A Muramvya, le Représentant a rencontré les femmes médiatrices dans le cadre du projet Réseau des femmes artisanes de paix et de dialogue. Ces médiatrices se déploient au quotidien dans la résolution des conflits communautaires afin de contribuer à la promotion d’un environnement électoral, propice, apaisé, libre, transparent,  équitable de 2015. Le Représentant a apprécié positivement le rôle des médiatrices et les a encouragées à constituer un mouvement des femmes pour la paix dans tout le pays. Il a déclaré qu’il est ouvert au dialogue pour soutenir les femmes burundaises dans la consolidation de la paix durable et la cohésion sociale.

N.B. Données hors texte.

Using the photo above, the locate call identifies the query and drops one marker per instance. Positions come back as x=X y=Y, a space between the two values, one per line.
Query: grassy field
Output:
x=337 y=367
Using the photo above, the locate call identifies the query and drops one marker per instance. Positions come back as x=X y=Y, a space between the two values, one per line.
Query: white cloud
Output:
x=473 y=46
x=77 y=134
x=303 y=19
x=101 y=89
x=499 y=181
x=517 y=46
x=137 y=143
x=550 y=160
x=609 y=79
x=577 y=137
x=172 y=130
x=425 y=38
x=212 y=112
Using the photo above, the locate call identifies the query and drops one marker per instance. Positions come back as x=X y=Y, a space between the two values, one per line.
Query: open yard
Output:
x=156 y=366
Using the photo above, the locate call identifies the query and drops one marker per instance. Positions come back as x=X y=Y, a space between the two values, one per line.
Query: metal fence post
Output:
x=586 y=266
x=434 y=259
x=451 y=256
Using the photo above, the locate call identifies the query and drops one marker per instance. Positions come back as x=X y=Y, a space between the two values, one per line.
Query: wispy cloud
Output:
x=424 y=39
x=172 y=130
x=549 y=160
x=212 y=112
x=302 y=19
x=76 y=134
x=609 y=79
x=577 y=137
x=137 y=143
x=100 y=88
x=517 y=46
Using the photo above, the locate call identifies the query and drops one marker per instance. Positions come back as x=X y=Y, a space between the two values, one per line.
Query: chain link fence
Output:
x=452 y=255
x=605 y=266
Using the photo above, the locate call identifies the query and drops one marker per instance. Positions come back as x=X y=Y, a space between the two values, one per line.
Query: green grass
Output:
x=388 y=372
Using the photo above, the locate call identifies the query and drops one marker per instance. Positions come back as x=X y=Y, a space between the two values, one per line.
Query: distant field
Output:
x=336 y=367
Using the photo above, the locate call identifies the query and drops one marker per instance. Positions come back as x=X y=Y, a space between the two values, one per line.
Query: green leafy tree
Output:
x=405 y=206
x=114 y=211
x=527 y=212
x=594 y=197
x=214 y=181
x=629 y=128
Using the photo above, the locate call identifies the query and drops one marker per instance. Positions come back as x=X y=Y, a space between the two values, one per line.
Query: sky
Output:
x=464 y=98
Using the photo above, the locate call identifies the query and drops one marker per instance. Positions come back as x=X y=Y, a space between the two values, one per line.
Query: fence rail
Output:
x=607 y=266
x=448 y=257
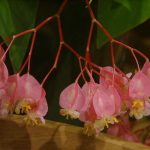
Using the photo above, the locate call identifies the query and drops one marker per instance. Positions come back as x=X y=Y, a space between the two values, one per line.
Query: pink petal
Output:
x=72 y=97
x=1 y=52
x=3 y=74
x=89 y=89
x=139 y=86
x=103 y=104
x=146 y=69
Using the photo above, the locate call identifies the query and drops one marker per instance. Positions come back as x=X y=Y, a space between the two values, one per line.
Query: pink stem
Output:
x=54 y=65
x=130 y=48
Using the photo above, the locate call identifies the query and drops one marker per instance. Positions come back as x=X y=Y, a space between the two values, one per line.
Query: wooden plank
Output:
x=15 y=135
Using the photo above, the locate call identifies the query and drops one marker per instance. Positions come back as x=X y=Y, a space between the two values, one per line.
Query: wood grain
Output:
x=15 y=135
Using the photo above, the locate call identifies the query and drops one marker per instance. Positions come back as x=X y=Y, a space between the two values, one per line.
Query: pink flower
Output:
x=146 y=69
x=1 y=52
x=3 y=74
x=3 y=79
x=28 y=97
x=71 y=100
x=102 y=106
x=139 y=92
x=107 y=105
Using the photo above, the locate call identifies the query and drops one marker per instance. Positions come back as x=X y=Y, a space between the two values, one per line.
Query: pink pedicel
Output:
x=3 y=74
x=4 y=105
x=120 y=82
x=146 y=69
x=71 y=100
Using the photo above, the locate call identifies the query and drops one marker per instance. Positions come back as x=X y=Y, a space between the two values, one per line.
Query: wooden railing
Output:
x=15 y=135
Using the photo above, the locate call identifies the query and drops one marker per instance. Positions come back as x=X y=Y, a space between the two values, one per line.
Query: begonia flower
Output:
x=71 y=100
x=139 y=92
x=29 y=98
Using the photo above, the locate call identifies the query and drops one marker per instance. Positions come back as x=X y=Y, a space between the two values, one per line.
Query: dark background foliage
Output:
x=119 y=17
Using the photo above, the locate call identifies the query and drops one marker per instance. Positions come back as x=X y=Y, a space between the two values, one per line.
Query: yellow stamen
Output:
x=69 y=113
x=22 y=107
x=137 y=109
x=137 y=104
x=32 y=119
x=89 y=129
x=104 y=122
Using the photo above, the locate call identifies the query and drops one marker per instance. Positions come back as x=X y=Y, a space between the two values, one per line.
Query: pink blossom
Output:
x=3 y=79
x=139 y=92
x=146 y=69
x=123 y=130
x=28 y=97
x=71 y=100
x=3 y=74
x=1 y=52
x=102 y=106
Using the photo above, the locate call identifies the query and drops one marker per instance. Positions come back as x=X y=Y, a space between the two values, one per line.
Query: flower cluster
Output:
x=22 y=94
x=103 y=104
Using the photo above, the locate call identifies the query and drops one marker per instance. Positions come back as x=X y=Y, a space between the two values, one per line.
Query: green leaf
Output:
x=119 y=16
x=17 y=16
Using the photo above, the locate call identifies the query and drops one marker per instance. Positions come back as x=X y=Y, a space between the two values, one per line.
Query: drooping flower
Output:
x=107 y=105
x=139 y=92
x=123 y=130
x=29 y=98
x=102 y=106
x=146 y=69
x=3 y=79
x=71 y=100
x=120 y=82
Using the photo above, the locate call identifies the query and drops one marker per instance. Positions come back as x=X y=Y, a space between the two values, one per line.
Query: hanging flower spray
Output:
x=107 y=104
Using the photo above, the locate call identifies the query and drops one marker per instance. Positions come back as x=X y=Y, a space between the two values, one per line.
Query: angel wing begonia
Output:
x=107 y=105
x=120 y=82
x=71 y=100
x=139 y=92
x=30 y=99
x=4 y=104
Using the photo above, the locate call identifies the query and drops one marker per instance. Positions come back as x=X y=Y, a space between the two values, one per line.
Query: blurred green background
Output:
x=127 y=20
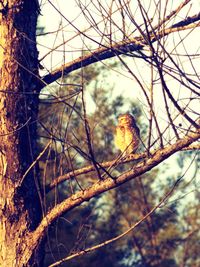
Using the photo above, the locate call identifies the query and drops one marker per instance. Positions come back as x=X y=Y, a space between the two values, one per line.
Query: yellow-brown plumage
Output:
x=127 y=136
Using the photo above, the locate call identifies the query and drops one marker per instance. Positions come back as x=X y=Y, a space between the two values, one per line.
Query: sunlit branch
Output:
x=130 y=45
x=105 y=185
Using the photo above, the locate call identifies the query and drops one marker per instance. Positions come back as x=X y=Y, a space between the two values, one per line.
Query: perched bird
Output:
x=127 y=136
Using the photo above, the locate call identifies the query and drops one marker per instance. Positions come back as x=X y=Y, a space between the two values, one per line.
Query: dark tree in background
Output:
x=70 y=165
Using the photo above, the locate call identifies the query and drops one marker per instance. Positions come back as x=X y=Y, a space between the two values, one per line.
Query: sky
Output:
x=123 y=83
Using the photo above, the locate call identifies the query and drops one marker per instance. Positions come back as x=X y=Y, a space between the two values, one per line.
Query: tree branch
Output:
x=130 y=45
x=32 y=239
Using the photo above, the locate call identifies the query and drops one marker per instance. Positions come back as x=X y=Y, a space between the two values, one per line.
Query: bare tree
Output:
x=158 y=36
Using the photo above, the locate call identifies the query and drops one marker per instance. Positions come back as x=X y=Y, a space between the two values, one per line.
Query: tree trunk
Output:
x=20 y=210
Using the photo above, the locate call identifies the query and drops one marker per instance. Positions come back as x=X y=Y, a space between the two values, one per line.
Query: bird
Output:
x=127 y=135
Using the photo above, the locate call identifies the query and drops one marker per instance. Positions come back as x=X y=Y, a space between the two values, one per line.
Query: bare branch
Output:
x=130 y=45
x=76 y=199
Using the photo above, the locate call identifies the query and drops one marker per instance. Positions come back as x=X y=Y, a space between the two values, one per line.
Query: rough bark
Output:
x=19 y=214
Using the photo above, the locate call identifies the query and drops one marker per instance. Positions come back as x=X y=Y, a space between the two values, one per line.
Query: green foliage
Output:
x=155 y=242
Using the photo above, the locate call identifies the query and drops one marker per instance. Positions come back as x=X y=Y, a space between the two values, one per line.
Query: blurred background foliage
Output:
x=170 y=237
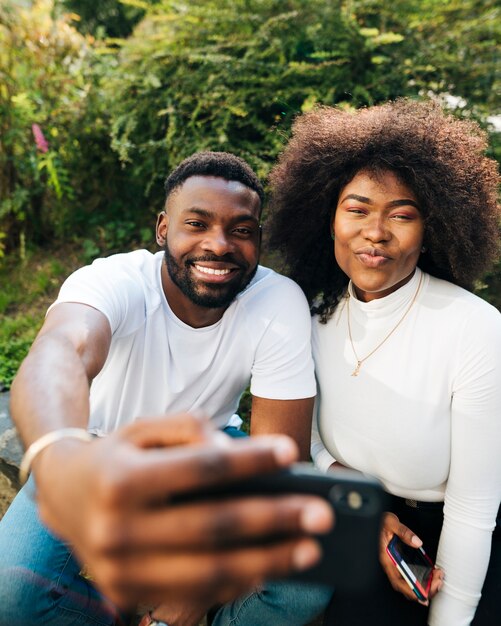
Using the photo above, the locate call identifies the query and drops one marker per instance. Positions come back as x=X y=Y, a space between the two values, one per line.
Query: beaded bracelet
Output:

Le Représentant de l’ONU FEMMES a également rencontré les bénéficiaires des programmes de Dushirehamwe dans la commune de Makebuko en province Gitega. Leurs activités  portent sur la consolidation de la paix à travers les activités de rapprochement entre déplacés, rapatriés, ex-combattants et autres groupes affectés par le conflit. Ces femmes ont fait part au Représentant des obstacles majeurs qui bloquent leur épanouissement. La pauvreté, la discrimination,l’analphabétisme, l’ignorance de la loi, l’impunité, le non accès et contrôle des ressources familiales , la manque de garantie pour accéder au crédit, etc tels sont les questions urgentes en matière d’autonomisation des femmes de cette commune. En vue de renforcer la cohésion sociale, elles entreprennent ensemble des activités de dialogue entre couples, le genre, la mise en œuvre de la R1325, l’épargne et le crédit.

A Makebuko,  Dushirehamwe encadre 5 associations regroupant 150 personnes dont les activités s’articulent sur l’agriculture et l’élevage.